The returned coordinates are mapped to the device's actual screen resolution, accounting for DPI scaling and viewport offsets.
Visual Assertions
Verify screen state using natural language instead of element queries:
// Assert that a success message is visible
//
// POST /session/:sessionId/xenon/assert
// Body: { "instruction": "A green success toast message is visible at the top" }
//
// Returns: { "result": true/false, "message": "..." }
Smart Interaction (Enterprise)
Omni‑Vision integrates with Xenon’s Omni‑Interaction layer:
smartTap:POST /session/:sessionId/xenon/smart-tap— OCR-driven tap by visible textuiInventory:POST /session/:sessionId/xenon/ui-inventory— export UI metadata derived from OCR + lightweight heuristics
These commands can also be invoked via executeScript from any Appium client:
// Java: Smart Tap
driver.executeScript("xe:smartTap", Map.of("text", "Submit", "index", 1, "takeANewScreenShot", true));
// Java: UI Inventory
driver.executeScript("xe:uiInventory", Map.of("maxItems", 200, "takeANewScreenShot", true));
Aliases: xe:omniClick → smartTap, xe:uiScanExport → uiInventory
Architecture
OmniVisionService handles:
- Screenshot capture and preprocessing (
sharp— contrast adjustment, conditional upscaling) - Tesseract.js OCR with a shared worker
- AI-vision fallback through the configured LLM provider for ambiguous cases
- Coordinate mapping from OCR/model output to device screen coordinates
- DPI and viewport offset correction
- A short-lived UI-lens cache (10 s TTL) to avoid repeated OCR on rapid calls
VisionAssertionService handles:
- Natural language assertion parsing
- Confidence scoring
- Pass/fail determination with explanation
Integration with Self-Healing
Omni-Vision powers Tier 4 of the Self-Healing Engine.

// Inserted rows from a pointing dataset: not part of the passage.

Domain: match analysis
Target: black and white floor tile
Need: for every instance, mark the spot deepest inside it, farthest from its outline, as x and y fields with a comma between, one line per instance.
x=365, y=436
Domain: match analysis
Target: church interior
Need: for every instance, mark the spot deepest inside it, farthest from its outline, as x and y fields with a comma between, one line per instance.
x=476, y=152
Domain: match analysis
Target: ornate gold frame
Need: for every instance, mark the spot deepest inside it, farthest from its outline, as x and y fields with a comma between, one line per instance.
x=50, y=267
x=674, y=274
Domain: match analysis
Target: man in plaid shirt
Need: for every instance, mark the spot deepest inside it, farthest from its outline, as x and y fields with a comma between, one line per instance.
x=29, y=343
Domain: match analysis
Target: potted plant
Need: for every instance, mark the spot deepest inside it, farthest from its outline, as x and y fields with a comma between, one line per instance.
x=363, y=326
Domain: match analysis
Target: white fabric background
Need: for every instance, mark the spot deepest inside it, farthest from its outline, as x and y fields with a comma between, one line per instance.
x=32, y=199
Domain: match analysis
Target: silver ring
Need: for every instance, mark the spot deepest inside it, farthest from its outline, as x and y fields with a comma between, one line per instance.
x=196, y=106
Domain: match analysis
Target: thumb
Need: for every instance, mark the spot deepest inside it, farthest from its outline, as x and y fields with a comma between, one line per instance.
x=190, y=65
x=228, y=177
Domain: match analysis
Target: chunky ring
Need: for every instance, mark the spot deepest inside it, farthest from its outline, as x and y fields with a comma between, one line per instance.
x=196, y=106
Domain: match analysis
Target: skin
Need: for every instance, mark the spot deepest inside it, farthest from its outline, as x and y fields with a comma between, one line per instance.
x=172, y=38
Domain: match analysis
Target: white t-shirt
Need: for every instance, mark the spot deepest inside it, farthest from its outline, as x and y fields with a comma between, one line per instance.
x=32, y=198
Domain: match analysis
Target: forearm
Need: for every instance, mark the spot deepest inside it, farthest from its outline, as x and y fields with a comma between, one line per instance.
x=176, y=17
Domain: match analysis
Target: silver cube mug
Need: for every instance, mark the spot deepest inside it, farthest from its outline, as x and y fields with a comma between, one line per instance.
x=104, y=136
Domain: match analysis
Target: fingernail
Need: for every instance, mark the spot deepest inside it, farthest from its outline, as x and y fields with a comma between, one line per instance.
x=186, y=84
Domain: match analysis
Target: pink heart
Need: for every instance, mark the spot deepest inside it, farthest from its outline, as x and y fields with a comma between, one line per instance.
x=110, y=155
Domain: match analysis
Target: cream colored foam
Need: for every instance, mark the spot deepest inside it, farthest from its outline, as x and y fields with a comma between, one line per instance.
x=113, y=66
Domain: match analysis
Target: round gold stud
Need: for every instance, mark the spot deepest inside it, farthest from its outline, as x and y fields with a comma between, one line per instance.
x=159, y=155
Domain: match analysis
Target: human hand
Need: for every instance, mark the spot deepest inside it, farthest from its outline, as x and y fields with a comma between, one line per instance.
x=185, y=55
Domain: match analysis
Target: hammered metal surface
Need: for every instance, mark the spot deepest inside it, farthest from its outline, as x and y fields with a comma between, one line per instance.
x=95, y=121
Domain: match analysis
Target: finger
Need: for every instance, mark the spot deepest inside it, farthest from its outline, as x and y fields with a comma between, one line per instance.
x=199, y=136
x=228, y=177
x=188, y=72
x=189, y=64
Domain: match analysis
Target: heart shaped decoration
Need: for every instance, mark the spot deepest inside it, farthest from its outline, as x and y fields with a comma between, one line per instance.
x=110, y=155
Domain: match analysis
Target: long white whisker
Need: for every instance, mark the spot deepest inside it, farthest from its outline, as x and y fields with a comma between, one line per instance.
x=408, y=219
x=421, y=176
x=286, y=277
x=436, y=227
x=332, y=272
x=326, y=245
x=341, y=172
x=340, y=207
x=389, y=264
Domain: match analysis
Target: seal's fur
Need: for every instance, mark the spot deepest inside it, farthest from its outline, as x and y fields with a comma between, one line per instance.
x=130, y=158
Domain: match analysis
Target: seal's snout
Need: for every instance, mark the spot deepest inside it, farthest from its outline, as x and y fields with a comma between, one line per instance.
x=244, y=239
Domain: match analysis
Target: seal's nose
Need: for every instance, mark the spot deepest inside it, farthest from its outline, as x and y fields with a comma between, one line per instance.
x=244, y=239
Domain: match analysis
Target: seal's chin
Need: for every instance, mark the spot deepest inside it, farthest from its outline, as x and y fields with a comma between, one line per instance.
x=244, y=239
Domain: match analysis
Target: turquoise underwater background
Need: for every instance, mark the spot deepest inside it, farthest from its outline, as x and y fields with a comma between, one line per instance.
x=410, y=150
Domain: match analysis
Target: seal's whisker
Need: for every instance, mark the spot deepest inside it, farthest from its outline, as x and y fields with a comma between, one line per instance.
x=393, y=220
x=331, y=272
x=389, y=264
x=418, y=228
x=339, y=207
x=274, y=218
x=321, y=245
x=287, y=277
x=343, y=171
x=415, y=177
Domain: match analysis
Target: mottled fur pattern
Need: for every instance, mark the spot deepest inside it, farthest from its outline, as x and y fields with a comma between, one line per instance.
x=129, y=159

When structural matching (Tiers 1–3) fails to find a broken element, the healing orchestrator falls back to visual detection:
- Captures a screenshot of the current screen
- Runs Tesseract.js OCR over the preprocessed screenshot
- Tries to match the broken element's expected text against the OCR results
- If OCR can't pin a unique match (or the element has no useful text), falls back to the AI-vision provider for description-based grounding
- Returns coordinates for interaction
This makes Xenon's self-healing resilient even when the DOM changes completely — as long as the element is visually present on screen.
Requirements
- Tesseract.js is bundled with the plugin — OCR works out of the box, no setup needed.
- AI-vision fallback requires a configured LLM provider. Set
XENON_AI_PROVIDERand the matching API key (see AI Features). Without this, Omni-Vision still works for OCR-driven flows but gracefully degrades on visually ambiguous matches. - Screenshot capabilities must be enabled on the session.
- Works with both iOS and Android devices.
Omni-Vision works best for elements with distinctive visual characteristics (unique text, icons, colors). For visually ambiguous elements (plain list items, generic buttons), structural matching in Tiers 1–3 is more reliable.